Understanding epigenetic regulation processes can provide light on the causes and treatments for cancer. Epigenetic regulation entails two steps: altering chromatin (the genetic material) and inserting nucleic acids. These two mechanisms are critical to understanding why some people develop cancer while others do not.

Studies of MYC at the molecular level have shown that it controls many different gene programs in healthy cells. Also, it plays a crucial role in maintaining how quickly tumors grow. These investigations show that MYC is essential for tumor initiation and growth control, and they also suggest that MYC may play a causative role in oncogenic reprogramming. Crucial is MYC's function in both pluripotency and apoptosis maintenance. It also plays an essential role in the reprogramming of cancer cells.

Studies have demonstrated that MYC is critical in the onset of basal-like breast cancers. This research revealed that MYC overexpression in mammary luminal epithelial cells facilitates the revival of a pluripotency-related transcriptional pathway. Overexpression of the oncogene MYC is a hallmark of basal-like breast cancers, suggesting that this expression pattern may promote carcinogenesis.

Multiple anti-cancer drugs concentrate on modifying DNA's methylation patterns. Epi-drugs is the term used to describe these medications. These medications have demonstrated encouraging anti-tumor effects in clinical studies. However, clinical use approval has yet to be granted for them.

A cell's epigenetic state determines whether or not it will live and divide. Environmental and physiological changes may cause shifts in the form of epigenetic markers. Cell death might occur if the cells cannot adjust to the new conditions.

Epigenetic alterations may be broken down into three categories: DNA methylation, histone modification, and control by non-coding RNAs. As a result of their interactions with other molecular components, these alterations can be undone. Such alterations are critical for the growth and spread of cancer.

Around 70% of CpG dinucleotides in the mammalian genome are methylated, making it the most prevalent epigenetic alteration. Gene silence occurs through DNA methylation, the covalent addition of methyl groups to the five positions of the cytosine pyrimidine ring.

Epigenetic control is an exciting prospective target for cancer therapy. It responds to external conditions and hence is dynamic and reversible. In this context, chromatin changes, DNA methylation, and the control of ncRNAs are all included. These alterations have been the focus of several investigations because of their possible significance in carcinogenesis in cancer.

BET proteins are essential for chromatin remodeling and have a role in gene expression. They control RNA polymerase II-dependent transcription by forming complexes with other proteins, such as histone deacetylases. In addition, they are recognized readers of histone acetyl-lysine. Homologous recombination–based DNA damage repair is another process that has been demonstrated to be regulated by BETs.
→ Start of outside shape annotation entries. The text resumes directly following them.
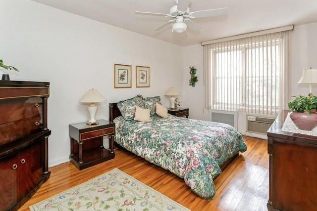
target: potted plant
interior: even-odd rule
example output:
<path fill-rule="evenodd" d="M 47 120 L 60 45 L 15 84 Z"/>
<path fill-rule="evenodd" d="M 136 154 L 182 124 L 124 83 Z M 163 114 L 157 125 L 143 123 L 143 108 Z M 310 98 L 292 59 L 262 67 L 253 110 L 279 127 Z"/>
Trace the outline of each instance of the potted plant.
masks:
<path fill-rule="evenodd" d="M 193 87 L 195 87 L 196 83 L 198 81 L 197 77 L 196 76 L 196 71 L 197 69 L 195 67 L 189 67 L 190 70 L 189 73 L 190 74 L 190 79 L 189 80 L 189 85 L 191 85 Z"/>
<path fill-rule="evenodd" d="M 317 126 L 317 96 L 292 96 L 295 99 L 288 103 L 288 108 L 293 111 L 290 118 L 299 129 L 311 130 Z"/>
<path fill-rule="evenodd" d="M 15 70 L 15 71 L 19 72 L 18 69 L 16 69 L 15 67 L 13 67 L 12 66 L 6 65 L 4 64 L 3 64 L 3 61 L 2 59 L 0 59 L 0 67 L 1 67 L 0 69 L 2 70 L 2 71 L 3 71 L 4 73 L 5 73 L 5 72 L 3 71 L 3 69 L 7 70 Z M 10 77 L 9 76 L 9 74 L 2 74 L 2 78 L 1 79 L 1 80 L 10 80 Z"/>

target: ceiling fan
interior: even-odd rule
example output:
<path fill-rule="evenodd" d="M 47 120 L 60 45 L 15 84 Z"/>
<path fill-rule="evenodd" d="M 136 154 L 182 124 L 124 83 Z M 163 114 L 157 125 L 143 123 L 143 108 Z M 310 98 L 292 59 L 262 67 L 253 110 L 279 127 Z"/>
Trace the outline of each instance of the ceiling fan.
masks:
<path fill-rule="evenodd" d="M 198 26 L 191 19 L 224 15 L 227 14 L 227 8 L 207 9 L 205 10 L 190 12 L 189 7 L 190 0 L 175 0 L 176 5 L 172 6 L 169 10 L 169 14 L 157 13 L 147 12 L 135 12 L 137 15 L 149 15 L 164 16 L 171 18 L 172 19 L 164 23 L 163 24 L 154 29 L 153 31 L 158 31 L 161 29 L 173 24 L 172 31 L 181 33 L 187 29 L 187 25 L 194 31 L 198 30 Z"/>

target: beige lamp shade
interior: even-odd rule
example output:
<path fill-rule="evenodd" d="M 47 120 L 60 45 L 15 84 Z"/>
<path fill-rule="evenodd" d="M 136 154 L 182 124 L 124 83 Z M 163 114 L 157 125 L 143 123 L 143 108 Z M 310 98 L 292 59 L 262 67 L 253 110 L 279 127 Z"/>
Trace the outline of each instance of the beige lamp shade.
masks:
<path fill-rule="evenodd" d="M 99 123 L 95 119 L 98 107 L 95 104 L 106 101 L 106 99 L 97 89 L 93 88 L 89 89 L 86 94 L 79 100 L 79 102 L 89 103 L 88 106 L 88 113 L 90 116 L 90 120 L 87 122 L 89 125 L 98 124 Z"/>
<path fill-rule="evenodd" d="M 317 84 L 317 69 L 303 70 L 302 77 L 298 84 L 309 84 L 309 95 L 312 94 L 312 84 Z"/>
<path fill-rule="evenodd" d="M 92 88 L 86 92 L 79 100 L 81 103 L 100 103 L 105 102 L 106 100 L 97 89 Z"/>
<path fill-rule="evenodd" d="M 166 93 L 165 93 L 165 96 L 170 96 L 170 108 L 175 109 L 175 95 L 179 95 L 180 93 L 176 88 L 171 87 L 168 89 Z"/>

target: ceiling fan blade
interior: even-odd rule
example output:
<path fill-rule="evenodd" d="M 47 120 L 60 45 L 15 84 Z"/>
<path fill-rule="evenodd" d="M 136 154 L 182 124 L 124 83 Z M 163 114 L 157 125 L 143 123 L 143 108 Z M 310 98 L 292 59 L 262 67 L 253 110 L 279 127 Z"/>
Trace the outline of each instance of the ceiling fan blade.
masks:
<path fill-rule="evenodd" d="M 163 13 L 157 13 L 155 12 L 139 12 L 137 11 L 134 13 L 136 15 L 157 15 L 159 16 L 165 17 L 171 17 L 171 15 L 170 14 L 163 14 Z"/>
<path fill-rule="evenodd" d="M 175 20 L 170 20 L 164 23 L 163 24 L 161 25 L 159 27 L 156 28 L 155 29 L 154 29 L 153 30 L 153 31 L 158 31 L 160 29 L 162 29 L 163 28 L 165 27 L 165 26 L 170 24 L 171 23 L 172 23 L 172 22 L 173 22 L 174 21 L 175 21 Z"/>
<path fill-rule="evenodd" d="M 187 26 L 193 31 L 197 31 L 199 30 L 199 26 L 190 19 L 186 18 L 184 20 L 184 22 L 187 25 Z"/>
<path fill-rule="evenodd" d="M 177 2 L 177 11 L 186 12 L 189 5 L 189 0 L 178 0 Z"/>
<path fill-rule="evenodd" d="M 191 18 L 217 16 L 226 15 L 227 11 L 228 8 L 220 8 L 219 9 L 196 11 L 195 12 L 190 12 L 189 15 Z"/>

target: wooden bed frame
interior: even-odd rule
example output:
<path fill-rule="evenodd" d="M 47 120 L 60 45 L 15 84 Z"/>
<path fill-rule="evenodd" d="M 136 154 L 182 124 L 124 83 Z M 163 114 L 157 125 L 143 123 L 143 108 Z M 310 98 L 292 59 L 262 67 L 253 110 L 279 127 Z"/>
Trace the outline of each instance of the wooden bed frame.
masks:
<path fill-rule="evenodd" d="M 121 114 L 120 110 L 117 107 L 117 103 L 109 103 L 109 121 L 113 122 L 113 120 L 115 119 L 116 117 L 120 116 L 121 116 Z M 115 139 L 114 139 L 114 141 L 116 146 L 120 146 L 119 144 L 115 142 Z M 124 149 L 122 147 L 120 147 L 120 148 Z M 221 165 L 220 168 L 221 170 L 223 171 L 238 156 L 239 152 L 237 152 L 224 164 Z"/>

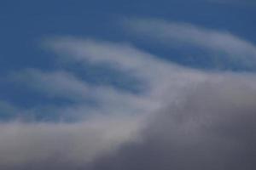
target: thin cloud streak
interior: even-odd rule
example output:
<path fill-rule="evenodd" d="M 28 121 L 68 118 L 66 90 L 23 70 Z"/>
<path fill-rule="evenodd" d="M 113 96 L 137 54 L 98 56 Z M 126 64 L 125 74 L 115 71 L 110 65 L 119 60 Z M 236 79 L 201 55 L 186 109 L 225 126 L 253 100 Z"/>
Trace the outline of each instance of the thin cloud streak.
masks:
<path fill-rule="evenodd" d="M 134 19 L 124 22 L 128 31 L 143 35 L 167 46 L 192 46 L 216 53 L 223 58 L 241 62 L 249 68 L 256 66 L 256 46 L 229 31 L 215 31 L 189 23 L 163 20 Z"/>

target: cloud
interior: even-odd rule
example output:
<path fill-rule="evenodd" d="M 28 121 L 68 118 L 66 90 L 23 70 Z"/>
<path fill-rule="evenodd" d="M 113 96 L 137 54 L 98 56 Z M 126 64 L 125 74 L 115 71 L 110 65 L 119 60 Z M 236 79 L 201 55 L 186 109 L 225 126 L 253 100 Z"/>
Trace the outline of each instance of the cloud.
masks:
<path fill-rule="evenodd" d="M 256 46 L 229 31 L 153 19 L 126 20 L 124 23 L 129 31 L 143 35 L 145 38 L 166 46 L 197 47 L 212 54 L 223 54 L 223 58 L 239 62 L 248 68 L 255 68 Z"/>
<path fill-rule="evenodd" d="M 172 26 L 177 35 L 156 32 L 164 33 L 167 42 L 172 37 L 174 42 L 223 50 L 230 57 L 254 53 L 253 45 L 230 35 Z M 202 37 L 224 38 L 228 45 Z M 186 68 L 125 42 L 66 37 L 46 43 L 63 65 L 113 67 L 138 77 L 145 89 L 133 94 L 112 85 L 92 85 L 67 71 L 13 73 L 15 83 L 73 100 L 75 105 L 56 107 L 77 120 L 1 122 L 1 169 L 255 169 L 255 74 Z M 253 57 L 246 59 L 253 62 Z M 84 99 L 97 105 L 86 106 Z"/>
<path fill-rule="evenodd" d="M 91 169 L 254 169 L 256 91 L 246 87 L 239 78 L 199 84 L 155 115 L 143 142 L 96 159 Z"/>
<path fill-rule="evenodd" d="M 140 119 L 94 116 L 76 123 L 20 122 L 0 124 L 0 167 L 23 169 L 50 162 L 49 167 L 88 163 L 125 141 L 137 139 Z M 63 166 L 62 167 L 64 167 Z"/>

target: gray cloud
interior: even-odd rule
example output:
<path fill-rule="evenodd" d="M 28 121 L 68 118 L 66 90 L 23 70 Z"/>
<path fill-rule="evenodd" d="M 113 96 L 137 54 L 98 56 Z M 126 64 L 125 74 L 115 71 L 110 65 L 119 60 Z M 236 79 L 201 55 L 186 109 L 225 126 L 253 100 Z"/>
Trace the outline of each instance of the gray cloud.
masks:
<path fill-rule="evenodd" d="M 255 169 L 256 91 L 245 87 L 199 85 L 154 116 L 143 143 L 102 156 L 92 169 Z"/>
<path fill-rule="evenodd" d="M 202 48 L 230 54 L 256 51 L 253 44 L 229 34 L 191 26 L 188 32 L 183 25 L 172 26 L 181 31 L 177 39 Z M 218 43 L 222 38 L 227 47 Z M 91 86 L 66 71 L 17 73 L 17 82 L 51 97 L 73 99 L 77 107 L 58 109 L 79 121 L 1 122 L 0 169 L 256 168 L 255 75 L 184 68 L 124 43 L 64 37 L 49 45 L 67 61 L 114 66 L 138 76 L 148 86 L 143 94 L 130 94 Z M 88 110 L 85 97 L 99 105 Z M 5 103 L 2 107 L 10 112 L 19 110 Z M 80 116 L 88 111 L 90 116 Z"/>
BETs have been the subject of many studies in the last several years due to their possible connections to cancer development. BRD4, a bromodomain-containing protein, and SLUG, an extra-terminal peptide, are two of the best-studied BET family members. In breast cancer cells, BRD4 and SLUG were revealed to have a role in controlling BRCAness induction treatment. Others oncogenes have also been shown to have these effects.

Angiogenesis and cancer cell proliferation are aided by inflammatory cells in the tumor microenvironment. Furthermore, cancer cells sabotage the immune system to promote tumor development. They create an inflammatory milieu by altering the structure of healthy tissue.

One of the critical chemokines in the tumor microenvironment is CXCL12. Various tumor-associated cells, such as fibroblasts, innate lymphoid cells, and tumor-associated macrophages, secrete CXCL12. High levels of CXCL12 expression are linked to a worse outcome in breast cancer.

Combining epi-drugs with standard cancer treatment is a potent strategy. Multiple studies have shown that epi-drugs work together to cure cancer effectively. Epi-drugs can potentially improve tumor inhibition beyond that of conventional anti-cancer therapies by targeting epigenetic changes. They are also convenient for multi-drug regimens since they aim at a particular body part.

The effectiveness of epi-drugs in the treatment of cancers is debatable. Evidence shows that they cause epigenetic changes that may result in acquired resistance. Thus, tests of such chemicals in humans are still in progress. Therefore, there is a demand for epi-drugs that have a clear safety record.